A sound breaks through the night, reverberating within the four concrete walls.
Milton*, 63, awakes to a figure poised outside his door, fiddling with the lock, determined to get inside. Feeling for the baseball bat he keeps beside him, Milton’s eyes never break from the figure that continues to try to force its way inside.
This was life for Milton – cold nights living out of his 1996 Dodge Grand Caravan in a parking garage, protecting what little he owned.
But life wasn’t always this way.
Milton lived in Hartford, a small town within Madison County, Illinois. A veteran and member of Operating Engineers Local 148, he worked in St. Louis city maintaining building systems, a job he loved and performed for more than 20 years with a perfect attendance record. But without much warning, the company got bought out, wreaking havoc with an organization-wide restructuring and decreased hours. Thankfully, Milton’s position remained, but his hours were cut dramatically. Some time passed and the same happened again – leaving Milton with next to no time on the clock.
Bills became extremely tight. Before long, Milton couldn’t keep up. Despite health issues, he continued to work and even took on extra jobs outside of work, but it wasn’t enough. Within a matter of a few months, Milton went from working 40 hour weeks to just 8 and was forced into foreclosure. Like a series of dominoes, Milton’s life quickly began to tumble down around him.
Milton had nowhere to go and took what belongings he could from his home of more than 20 years and placed them in storage. But his streak of misfortune continued when the facility was broken into, leaving him with nothing except the clothes on his back.
As Milton puts it, he “got hit from all sides.”
Milton was destitute. Before long, a motto of “wherever I could live, that’s where I would go” defined him. Milton became a traveling nomad, taking refuge at truck stops, parking lots and garages with his van as his only refuge.

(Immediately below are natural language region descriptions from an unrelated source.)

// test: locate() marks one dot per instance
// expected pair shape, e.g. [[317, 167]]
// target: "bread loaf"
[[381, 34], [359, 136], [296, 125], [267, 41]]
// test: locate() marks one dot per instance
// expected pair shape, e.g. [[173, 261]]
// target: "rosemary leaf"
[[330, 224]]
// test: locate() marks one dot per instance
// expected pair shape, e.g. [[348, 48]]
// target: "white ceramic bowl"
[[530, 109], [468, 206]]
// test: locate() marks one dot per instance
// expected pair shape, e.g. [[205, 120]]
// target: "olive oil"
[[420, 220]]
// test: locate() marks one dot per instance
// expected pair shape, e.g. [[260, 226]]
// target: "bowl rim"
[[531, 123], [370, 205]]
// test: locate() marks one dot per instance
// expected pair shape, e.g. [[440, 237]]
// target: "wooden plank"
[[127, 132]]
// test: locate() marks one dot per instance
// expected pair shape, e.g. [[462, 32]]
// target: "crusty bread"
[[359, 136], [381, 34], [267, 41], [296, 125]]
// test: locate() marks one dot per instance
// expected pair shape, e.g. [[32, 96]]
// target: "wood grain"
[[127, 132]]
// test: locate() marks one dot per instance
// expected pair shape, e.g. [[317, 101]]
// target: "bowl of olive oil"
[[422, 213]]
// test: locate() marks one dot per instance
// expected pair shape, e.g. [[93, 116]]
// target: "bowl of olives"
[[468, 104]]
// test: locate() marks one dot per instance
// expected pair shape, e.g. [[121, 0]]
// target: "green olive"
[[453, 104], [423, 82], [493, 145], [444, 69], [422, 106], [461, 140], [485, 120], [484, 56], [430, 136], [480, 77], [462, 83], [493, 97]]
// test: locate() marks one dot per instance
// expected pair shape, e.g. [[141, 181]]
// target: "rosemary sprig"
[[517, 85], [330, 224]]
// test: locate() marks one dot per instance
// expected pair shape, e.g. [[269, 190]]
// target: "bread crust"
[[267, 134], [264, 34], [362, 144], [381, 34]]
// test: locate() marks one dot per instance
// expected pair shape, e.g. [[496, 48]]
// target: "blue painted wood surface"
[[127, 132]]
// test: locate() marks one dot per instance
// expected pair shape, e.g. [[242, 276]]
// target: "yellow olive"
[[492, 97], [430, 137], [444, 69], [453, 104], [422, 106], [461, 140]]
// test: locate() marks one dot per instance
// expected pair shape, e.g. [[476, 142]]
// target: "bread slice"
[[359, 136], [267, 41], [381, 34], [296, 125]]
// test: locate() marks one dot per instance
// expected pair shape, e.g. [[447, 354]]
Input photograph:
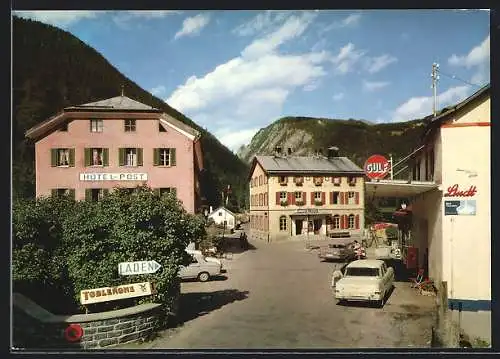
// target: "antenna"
[[435, 78]]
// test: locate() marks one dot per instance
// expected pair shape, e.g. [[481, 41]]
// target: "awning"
[[397, 188]]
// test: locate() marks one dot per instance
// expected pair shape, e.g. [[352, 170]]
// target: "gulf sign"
[[376, 167]]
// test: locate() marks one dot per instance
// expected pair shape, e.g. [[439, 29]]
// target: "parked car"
[[340, 249], [200, 268], [364, 280]]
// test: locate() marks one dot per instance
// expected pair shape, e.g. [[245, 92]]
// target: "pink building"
[[87, 150]]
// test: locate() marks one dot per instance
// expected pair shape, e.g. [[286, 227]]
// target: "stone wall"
[[35, 328]]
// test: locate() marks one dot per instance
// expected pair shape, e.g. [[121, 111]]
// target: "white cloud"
[[193, 25], [349, 21], [293, 27], [419, 107], [338, 96], [60, 18], [375, 64], [346, 59], [248, 91], [158, 90], [263, 21], [374, 85]]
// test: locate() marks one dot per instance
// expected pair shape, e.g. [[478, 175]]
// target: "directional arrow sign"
[[140, 267]]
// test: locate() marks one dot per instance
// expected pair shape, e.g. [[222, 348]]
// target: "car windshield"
[[362, 272]]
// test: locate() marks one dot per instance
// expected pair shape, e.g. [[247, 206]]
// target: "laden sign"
[[91, 296]]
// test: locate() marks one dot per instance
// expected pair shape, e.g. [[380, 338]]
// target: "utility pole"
[[435, 78]]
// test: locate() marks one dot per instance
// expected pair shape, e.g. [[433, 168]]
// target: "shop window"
[[283, 223]]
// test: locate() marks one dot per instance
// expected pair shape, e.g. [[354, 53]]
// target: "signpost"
[[139, 267], [377, 167], [105, 294]]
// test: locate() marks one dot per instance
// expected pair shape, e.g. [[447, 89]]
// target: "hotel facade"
[[305, 197], [87, 150]]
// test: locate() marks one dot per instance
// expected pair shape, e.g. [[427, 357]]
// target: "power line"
[[458, 78]]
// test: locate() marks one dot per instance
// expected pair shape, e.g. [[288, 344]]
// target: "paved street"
[[278, 296]]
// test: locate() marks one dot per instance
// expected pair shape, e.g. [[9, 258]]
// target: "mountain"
[[53, 69], [356, 139]]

For nearly a year, Milton called a rolled-out sleeping bag in the back of his van “home.” He learned how to stretch a dollar – making an 8-hour paycheck cover the food, gas and other necessities needed to get him through the week. His days consisted of waking early, driving to work to make what little he could, showering and coming “home” to catch a few hours of sleep before waking to do it all again.
Milton did this practice day in and day out. On exceptionally chilly days, if he had enough gas to make it to work in the morning, he would run his heat for a few minutes before nodding off.
It wasn’t until a bitter cold night that others heard of his story and referred him to labor liaisons at United Way of Greater St. Louis. They teamed up with Local 148, and for the first time in nearly a year, Milton had a warm place to stay and a large dose of hope.
“I was out there alone with nowhere to go,” Milton said. “If it weren’t for United Way and the union’s assistance, I would probably still be sleeping in my van, going day by day hoping to make it.”
Today, Milton continues to work at the same company and has a place to call home. His hours, little by little, seem to be improving and being 64, he’s anticipating retirement.